## Histograms: Comparison of Verification Length Distributions
### Overview
The image displays two side-by-side histograms comparing the distribution of verification lengths (in thousands of tokens) for two different methods: "LLM-as-a-Judge" and "ThinkPRM". Each histogram plots frequency against length, with data segmented into "Accurate Verification" (blue) and "Inaccurate Verification" (pink). An annotation highlights a specific pattern in the left chart.
### Components/Axes
* **Titles:**
* Left Chart: "LLM-as-a-Judge"
* Right Chart: "ThinkPRM"
* **X-Axis (Both Charts):** Label: "Length (K tokens)". Scale: Linear, from 0 to 8, with major tick marks at every integer (0, 1, 2, ..., 8).
* **Y-Axis (Both Charts):** Label: "Frequency". Scale: Linear, from 0 to 300, with major tick marks at intervals of 50 (0, 50, 100, ..., 300).
* **Legend:** Positioned at the bottom center of the entire image, below both charts.
* Blue square: "Accurate Verification"
* Pink square: "Inaccurate Verification"
* **Annotation:** Located in the top-right quadrant of the "LLM-as-a-Judge" chart. A black arrow points to the peak of the pink bars at approximately 7K tokens. The text reads: "Overthinking, repetition, infinite looping, etc."
### Detailed Analysis
**1. LLM-as-a-Judge (Left Chart):**
* **Accurate Verification (Blue):** The distribution is right-skewed. The highest frequency (approximately 160-170) occurs at a length of ~1K tokens. The frequency then steadily declines as length increases, approaching near-zero by 8K tokens.
* **Inaccurate Verification (Pink):** The distribution is bimodal. There is a small, low-frequency cluster between 0.5K and 3K tokens (peaking around 25-30). A second, much more prominent cluster appears between 6K and 8K tokens, with a sharp peak at ~7K tokens reaching a frequency of approximately 100-110. This peak is explicitly annotated as representing "Overthinking, repetition, infinite looping, etc."
**2. ThinkPRM (Right Chart):**
* **Accurate Verification (Blue):** The distribution is strongly right-skewed with a very high, sharp peak. The maximum frequency (approximately 280-290) occurs at ~1K tokens. The frequency drops off rapidly after 1.5K tokens and becomes very low (below 20) beyond 4K tokens.
* **Inaccurate Verification (Pink):** The frequencies are very low across the entire range. There is a minor, broad elevation between 0.5K and 2.5K tokens (peaking around 50) and another very slight increase around 7K tokens (peaking below 20). No significant spike is observed at the higher length ranges.
### Key Observations
1. **Peak Location & Magnitude:** Both methods show the highest frequency of accurate verifications at short lengths (~1K tokens). However, the peak for ThinkPRM is significantly higher (~290 vs. ~170) and narrower, suggesting a stronger concentration of accurate results at that length.
2. **Inaccurate Verification Pattern:** The most striking difference is in the distribution of inaccurate verifications. LLM-as-a-Judge shows a major secondary mode at high token lengths (~7K), which is explicitly linked to failure modes like overthinking. ThinkPRM shows no such pronounced secondary mode; its inaccurate verifications are low and spread thinly.
3. **Length Efficiency:** The ThinkPRM distribution for accurate verifications is more concentrated at the lower end of the length scale. The LLM-as-a-Judge distribution has a longer "tail" of accurate verifications extending to higher token counts, but at much lower frequencies.
### Interpretation
The data suggests a fundamental difference in the behavior and reliability of the two verification methods.

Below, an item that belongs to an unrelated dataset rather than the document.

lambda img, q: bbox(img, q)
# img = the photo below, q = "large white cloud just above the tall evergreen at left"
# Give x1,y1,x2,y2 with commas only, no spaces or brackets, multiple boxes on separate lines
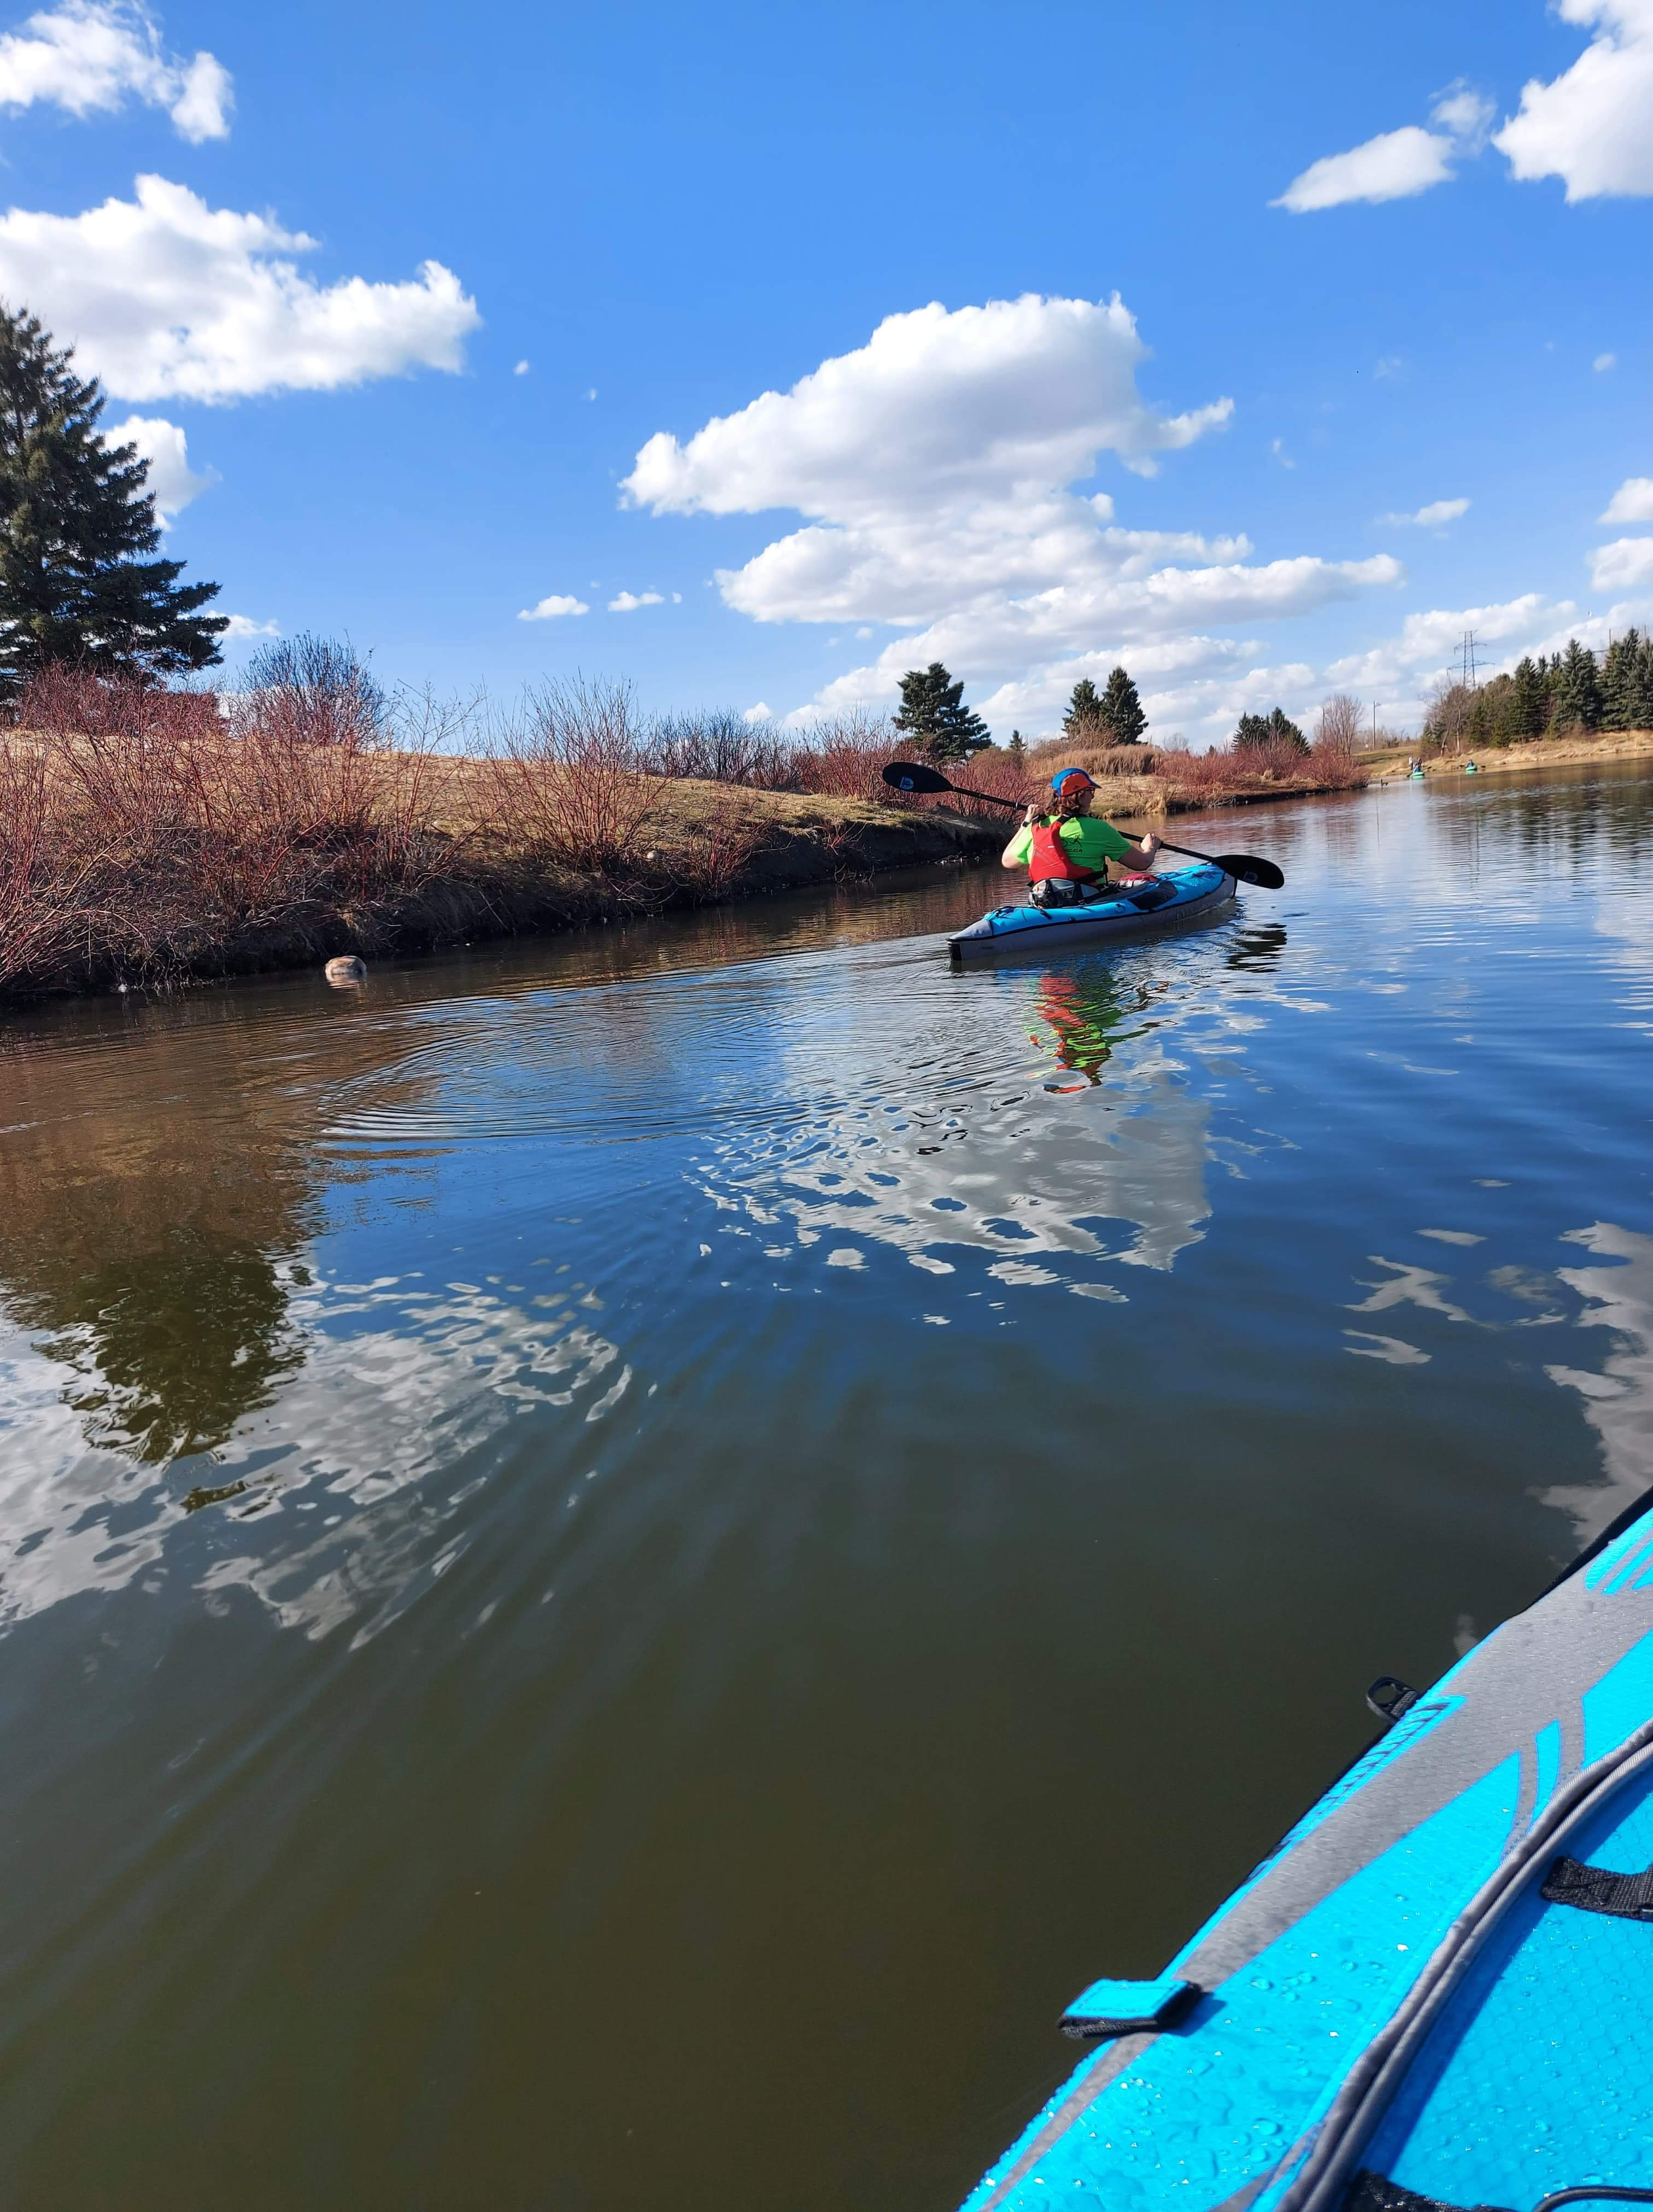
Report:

* **LLM-as-a-Judge** appears prone to a specific failure mode where inaccurate verifications are strongly associated with very long outputs (6K-8K tokens). The annotation implies this is due to unproductive loops or redundancy in the model's reasoning process. While it produces accurate verifications across a wide range of lengths, its inefficiency and the clear pattern of failure at high lengths are notable drawbacks.
* **ThinkPRM** demonstrates a more controlled and efficient profile. It achieves a higher density of accurate verifications at short lengths and, crucially, avoids the catastrophic "overthinking" failure mode seen in the other method. The near-absence of a high-length spike for inaccurate verifications indicates it is more robust against generating excessively long, erroneous outputs.
In essence, the charts argue that ThinkPRM is a more precise and reliable verification method, as it concentrates accurate results where they are most efficient (short lengths) and minimizes the specific type of lengthy, inaccurate output that plagues the LLM-as-a-Judge approach. The visual evidence strongly links excessive length with inaccuracy for LLM-as-a-Judge, a correlation that is largely absent for ThinkPRM.